Schlechte Rahmenbedingungen lähmen den Wohnungsbau und führen zu Rekordeinbruch bei den Fertigstellungen
Erscheinungstermin: Februar 2024
Herausgeber: ZIA Zentraler Immobilien Ausschuss e.V.
Quo vadis Immobilienmarkt? Auch in diesem Jahr analysierten die Immobilienweisen im vom ZIA Zentraler Immobilien Ausschuss e.V. vorgelegten Frühjahrsgutachten das gesamtwirtschaftliche Umfeld und die einzelnen Nutzungsarten in der deutschen Immobilienwirtschaft. Das Frühjahrsgutachten belegt, dass trotz geopolitischer Risiken und wirtschaftspolitischer Unsicherheit eine gesamtwirtschaftliche Aufhellung möglich ist und die Immobilienwirtschaft daran teilhaben kann. Beherztere Schritte sind erforderlich, um einen stärkeren Anreiz für Investitionen durch geringere Regulierungskosten zu schaffen, insbesondere bei energetischen Sanierungen.
Die wichigsten Ergebnisse im Überblick:
Gesamtwirtschaftliche Entwicklung
Bei einer weiterhin restriktiv ausgelegten Geldpolitik der EZB dürfte es im laufenden Jahr nur allmählich zu einer gesamtwirtschaftlichen Aufhellung kommen. Aufgrund erhöhter Baukosten und Finanzierungsschwierigkeiten durch das gestiegene Zinsniveau sind viele Bauvorhaben nicht mehr rentabel; viele werden zurückgezogen. Die Entwicklung der Auftragseingänge beim Wohnungsbau ist besorgniserregend. Hierin spiegelt sich die Investitionszurückhaltung der privaten Haushalte und Unternehmen wider, die wegen gestiegener Baukosten und ungünstigerer Finanzierungsbedingungen im Jahr 2023 weniger Bauaufträge erteilten.
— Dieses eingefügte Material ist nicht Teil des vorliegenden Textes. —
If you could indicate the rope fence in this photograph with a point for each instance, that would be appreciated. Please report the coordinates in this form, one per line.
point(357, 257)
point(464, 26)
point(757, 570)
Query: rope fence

Die weiteren Aussichten? Die Analysen der wirtschaftlichen Lage, der voraussichtlichen wirtschaftlichen Entwicklung und der dadurch vorgezeichneten Rahmenbedingungen für die Immobilienwirtschaft deuten auf ein weiteres schwieriges Jahr für die Branche hin. ,Survive ‘til 25′ gilt vielerorts als Schlagwort für die im Jahr 2024 bevorstehende Entwicklung. Das Augenmerk der Wirtschaftspolitik sollte deshalb auf einer Verbesserung der strukturellen Rahmenbedingungen für die Immobilienwirtschaft liegen, um Investitionen anzuregen. Dabei geht es vor allem um angebotspolitische Maßnahmen, die zugleich bei knappen öffentlichen Mitteln umsetzbar sein müssen. Zwei Ansatzpunkte bieten sich für politische Korrekturen an: die Steuerbelastung sowie Belastungen durch Regulierungen. Dabei sind die Länder das „steuerpolitische Sorgenkind”. Der Bund sollte deshalb seine Beschleunigungsmöglichkeiten, etwa die Reform des Baugesetzbuchs und der Baunutzungsverordnung, optimal nutzen. Um den Strukturwandel hin zur Klimaneutralität voranzubringen, spielt zudem die energetische Sanierung von Wohnungen eine entscheidende Rolle.
Wohnimmobilien
Das Wachstum der Wohnungsnachfrage hat sich mit Ende der Flucht-Zuwanderung aus der Ukraine stark abgeschwächt. Dennoch befindet sich der Wohnungsneubau in einer tiefen Krise – tiefer als die Zahlen zu Baufertigstellungen und Baugenehmigungen bisher zeigen. Mit dem Anstieg der Zinsen im zweiten Quartal 2022 sind fast schlagartig alle Wohnungsbauprojekte unwirtschaftlich geworden. Die Folge: praktisch ein Stopp des Wohnungsbaus, dessen Dramatik sich aktuell nur ansatzweise in den amtlichen Statistiken widerspiegelt. Die heutigen Parameter von Baukosten, Baulandpreisen, Mieten und Zinsen passen nicht zueinander. Bei den aktuellen Zinsen bedeute dies, dass entweder die Mieten steigen oder die Bau- und Bodenkosten sinken müssen. Auch eine Subventionierung des Wohnungsbaus könne zur Senkung der Kostenmiete beitragen. Weitere Chance, die Lage zu verbessern bietet das serielle und modulare Bauen.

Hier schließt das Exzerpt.